One reason that parents and grandparents are often in the dark about their kids’ Internet lives is that teens have an online lingo all their own. If you try to look over your child’s shoulder to see what they are writing, they may quickly send a message to their frieds: POS. This means “parent over shoulder” and alerts them to avoid taboo topics. A good guide to online jargon is at www.netlingo.com.

What’s a Parent to Do?

The potential dangers of the Internet for children was recognized more than a decade ago, and numerous organizations have sprung up to deal with the problem. All can be accessed online and offer a wide range of advice and tools for gaining some control over your child’s or grandchild’s life in cyberspace. Here are basic rules that they recommend:

• Talk with your kids about their computer use (and digital phone messaging), their Web browsing, their interaction online. Explain that you’re looking out for their safety online. Take charge of their computer lives, just as you would any other major aspect of their lives. Let them know you’re watching and may impose controls.
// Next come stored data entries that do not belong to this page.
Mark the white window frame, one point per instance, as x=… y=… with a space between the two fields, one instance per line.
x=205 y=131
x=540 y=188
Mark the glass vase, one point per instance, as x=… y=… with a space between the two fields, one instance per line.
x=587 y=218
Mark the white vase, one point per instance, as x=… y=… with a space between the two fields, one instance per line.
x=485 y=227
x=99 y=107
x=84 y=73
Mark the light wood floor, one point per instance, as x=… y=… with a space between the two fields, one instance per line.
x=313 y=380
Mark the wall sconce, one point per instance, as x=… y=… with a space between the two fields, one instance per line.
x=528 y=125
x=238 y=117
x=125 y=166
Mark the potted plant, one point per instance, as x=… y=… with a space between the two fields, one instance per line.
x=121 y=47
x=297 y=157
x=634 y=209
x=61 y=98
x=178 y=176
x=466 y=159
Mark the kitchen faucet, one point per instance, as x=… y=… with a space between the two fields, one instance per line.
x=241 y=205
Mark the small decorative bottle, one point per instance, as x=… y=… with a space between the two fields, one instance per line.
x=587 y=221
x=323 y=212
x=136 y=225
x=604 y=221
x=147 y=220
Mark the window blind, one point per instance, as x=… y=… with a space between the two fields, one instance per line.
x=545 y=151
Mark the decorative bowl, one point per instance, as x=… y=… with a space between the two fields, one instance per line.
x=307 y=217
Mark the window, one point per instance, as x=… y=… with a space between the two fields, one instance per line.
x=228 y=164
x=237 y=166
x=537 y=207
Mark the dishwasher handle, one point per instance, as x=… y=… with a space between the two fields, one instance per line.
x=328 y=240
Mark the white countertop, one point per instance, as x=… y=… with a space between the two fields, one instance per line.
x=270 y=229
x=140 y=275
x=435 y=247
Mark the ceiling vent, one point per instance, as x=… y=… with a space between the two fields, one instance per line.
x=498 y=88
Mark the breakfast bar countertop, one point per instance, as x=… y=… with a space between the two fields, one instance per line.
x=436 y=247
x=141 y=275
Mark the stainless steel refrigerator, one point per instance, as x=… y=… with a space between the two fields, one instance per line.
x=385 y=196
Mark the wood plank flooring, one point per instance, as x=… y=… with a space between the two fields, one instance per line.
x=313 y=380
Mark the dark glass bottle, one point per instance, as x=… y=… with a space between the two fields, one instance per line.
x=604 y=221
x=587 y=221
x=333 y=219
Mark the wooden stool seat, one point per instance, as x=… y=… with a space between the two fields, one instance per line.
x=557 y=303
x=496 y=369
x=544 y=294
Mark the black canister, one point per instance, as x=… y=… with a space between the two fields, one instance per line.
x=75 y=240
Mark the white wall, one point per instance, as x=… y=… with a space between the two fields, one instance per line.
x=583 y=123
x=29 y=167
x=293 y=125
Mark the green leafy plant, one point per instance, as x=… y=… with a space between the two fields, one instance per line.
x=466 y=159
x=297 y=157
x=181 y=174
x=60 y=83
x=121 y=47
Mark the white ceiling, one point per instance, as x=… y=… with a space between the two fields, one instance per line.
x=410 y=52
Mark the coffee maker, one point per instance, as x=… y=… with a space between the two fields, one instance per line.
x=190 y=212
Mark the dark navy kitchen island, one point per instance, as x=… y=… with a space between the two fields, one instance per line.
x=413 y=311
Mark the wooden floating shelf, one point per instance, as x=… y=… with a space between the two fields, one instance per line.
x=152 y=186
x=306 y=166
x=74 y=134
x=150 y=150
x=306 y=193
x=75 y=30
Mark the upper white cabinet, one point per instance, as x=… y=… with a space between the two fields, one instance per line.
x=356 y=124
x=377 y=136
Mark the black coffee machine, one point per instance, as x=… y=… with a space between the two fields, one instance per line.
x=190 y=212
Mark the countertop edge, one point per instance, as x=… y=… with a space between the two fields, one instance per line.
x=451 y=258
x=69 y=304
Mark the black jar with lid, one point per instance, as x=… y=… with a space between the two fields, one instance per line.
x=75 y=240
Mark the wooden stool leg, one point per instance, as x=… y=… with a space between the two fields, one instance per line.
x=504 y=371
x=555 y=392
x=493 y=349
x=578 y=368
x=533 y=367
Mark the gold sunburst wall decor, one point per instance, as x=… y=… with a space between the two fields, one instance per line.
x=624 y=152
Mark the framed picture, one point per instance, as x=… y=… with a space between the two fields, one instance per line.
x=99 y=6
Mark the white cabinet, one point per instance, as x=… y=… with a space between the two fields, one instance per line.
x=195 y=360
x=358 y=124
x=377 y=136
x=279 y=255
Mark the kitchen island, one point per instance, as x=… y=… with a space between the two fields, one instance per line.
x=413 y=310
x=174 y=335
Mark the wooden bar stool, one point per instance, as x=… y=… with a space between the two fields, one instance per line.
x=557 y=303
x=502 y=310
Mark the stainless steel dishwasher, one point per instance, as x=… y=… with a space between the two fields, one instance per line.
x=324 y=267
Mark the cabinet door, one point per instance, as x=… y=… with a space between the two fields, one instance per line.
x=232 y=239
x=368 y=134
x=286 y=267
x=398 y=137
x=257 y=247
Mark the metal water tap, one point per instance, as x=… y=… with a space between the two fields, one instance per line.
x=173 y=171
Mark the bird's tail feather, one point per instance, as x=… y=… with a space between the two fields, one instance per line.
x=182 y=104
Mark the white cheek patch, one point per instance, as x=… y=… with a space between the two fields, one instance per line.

Consider drawing up a formal contract with your child about computer use—times of day, total hours, off-limits websites.

• Keep computers (and games that can communicate through the Internet) in open spaces, like kitchens and family rooms. Don’t let a child spend time online behind closed doors.

• Put in parental controls. Some operating systems, like Windows Vista, have fairly powerful filters. There are many commercial products that go much farther by also monitoring everything your kids do online—every keystroke, every website visited. You can set time limits on computer use, both by the time of day and by total time online. Some programs allow you to monitor the child’s online activity remotely, from, say, your office computer. Reviews of monitoring software are available on the Web, including an extensive review on PC Magazine’s website.

• On the social networking sites like Facebook, kids should use the privacy settings so that only their real friends can see their stuff. They should be sure they really know everyone on their buddy list. They should keep all passwords private—except from their parents.

• Teach kids to think twice before putting online things that can be seen—and passed on—by anyone in the world. This includes personal data like photos, real names, phone numbers and addresses. Make sure children tell you if someone begins asking for personal info or tries to lure them into doing something inappropriate, like posting a revealing photograph.

• Tell kids to never accept an invitation from a stranger to a face-to-face meeting. This could be an adult, posing as a teenager, who is “grooming” the child for direct contact. Kids should never even reply to messages from strangers, over the computer or their phones.

• Make sure children never post humiliating videos or pictures of others without their permission. They should never pass along cruel messages about other people.

• Don’t allow kids to download any content without parents’ explicit permission. Not only may the material be inappropriate, but it also may be infected with viruses.

• Stress manners. The Internet is a new hangout for kids. They should be as nice as they would be in any other social situation. Just as manners and rules apply when hanging out at the local library or smoothie shop, they also apply online.


Peter Ross Range is a freelance writer based in Washington.